When it comes to the Truth, the one statistic we learn from
God is that the majority is always wrong. You can never prove
you are in the right by quoting the number who support this
belief or hold that doctrine.
At the time of
the flood there were at least one billion, thirty million
people on the earth. (This is worked out mathematically using
only five children to a family based on Genesis 5.) Of this
number only eight entered the ark. When God decided to destroy
Sodom and Gomorrah, Abraham hoped God would save cities if
there were 50 righteous found in them. Concerned this figure
might be too high, he finally hears God assure him that he
would save the cities if there were ten. Unfortunately this
figure was still more than twice as many as were found there.
When they asked
Jesus if there are few that be saved his reply was, ”Strive
to enter in at the strait gate: for many, I say unto you,
will seek to enter in, and shall not be able.” In Matthew’s
gospel Jesus said, ”Strait is the gate, and narrow is the
way, which leadeth unto life, and few there be that find it.”
So the fact is
that while many seek to enter, only a few do.

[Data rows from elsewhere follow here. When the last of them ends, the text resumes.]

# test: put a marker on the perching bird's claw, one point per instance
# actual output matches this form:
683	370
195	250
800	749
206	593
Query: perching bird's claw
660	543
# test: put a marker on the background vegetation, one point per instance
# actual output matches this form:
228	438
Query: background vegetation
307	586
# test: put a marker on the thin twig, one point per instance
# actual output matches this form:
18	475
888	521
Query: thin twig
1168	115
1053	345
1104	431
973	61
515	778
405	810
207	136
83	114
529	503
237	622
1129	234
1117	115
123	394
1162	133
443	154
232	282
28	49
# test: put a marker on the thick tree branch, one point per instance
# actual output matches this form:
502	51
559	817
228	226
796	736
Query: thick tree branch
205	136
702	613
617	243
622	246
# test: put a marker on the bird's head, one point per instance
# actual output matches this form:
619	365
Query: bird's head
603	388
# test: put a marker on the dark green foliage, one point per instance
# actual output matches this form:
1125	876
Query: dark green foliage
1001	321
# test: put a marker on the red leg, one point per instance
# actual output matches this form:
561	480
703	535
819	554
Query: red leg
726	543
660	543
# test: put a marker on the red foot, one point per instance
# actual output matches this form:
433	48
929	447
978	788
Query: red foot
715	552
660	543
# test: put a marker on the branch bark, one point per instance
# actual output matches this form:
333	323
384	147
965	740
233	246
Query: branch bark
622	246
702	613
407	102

What is the
difference between the many who seek and the few who find
it? Certainly Christ died for all; Peter tells us that the
Lord is ”not willing that any should perish, but that all
should come to repentence.” Why then are so few going to be
saved?
The simple answer
is that most will not be saved because most did not really
want salvation more than anything else in all the world. The
key is in the difference between seeking and striving. Jesus
told us to strive, which according to the Companion Bible
means to struggle or agonize. The word seek has simply the
meaning of desire. There is a saying in the world that ”if
wishes were horses, beggars would ride.” A beggar usually
is too lazy to work hard enough to provide his own transportation
but he doesn’t mind wishing.
If we simply wish
to be saved, then we won’t; but if we really strive to be
saved, then we will. Jesus tells us that it is his Father’s
good pleasure to give us the Kingdom. We cannot earn it, but
God is not going to give it to those who do not want it more
than anything else in the world.
Even in this life
many people are failures because they do not want success
enough to work for it. We are to ”work out our own salvation
with fear and trembling.” Not that our work will earn it,
for as the next verse explains, ”It is God which worketh in
us both to will and to do his pleasure.” God is willing to
work in us and through us if we really want to receive His
gracious gift of salvation.
God is not going
to grab anyone by the heels and pull them kicking and screaming
into the Kingdom. If we don’t want the kingdom enough to strive
to enter, then rest assured, we won’t be there. On the other
hand, God’s good pleasure is to give the kingdom to all who
really want it with all their hearts. The one statistic to
remember is this: God is not willing that any should perish
but most will. If we will truly strive to enter in at the
strait gate, Jesus will be there to say to us, ”Come ye blessed
of my Father, inherit the kingdom prepared for you from the
foundation of the world.”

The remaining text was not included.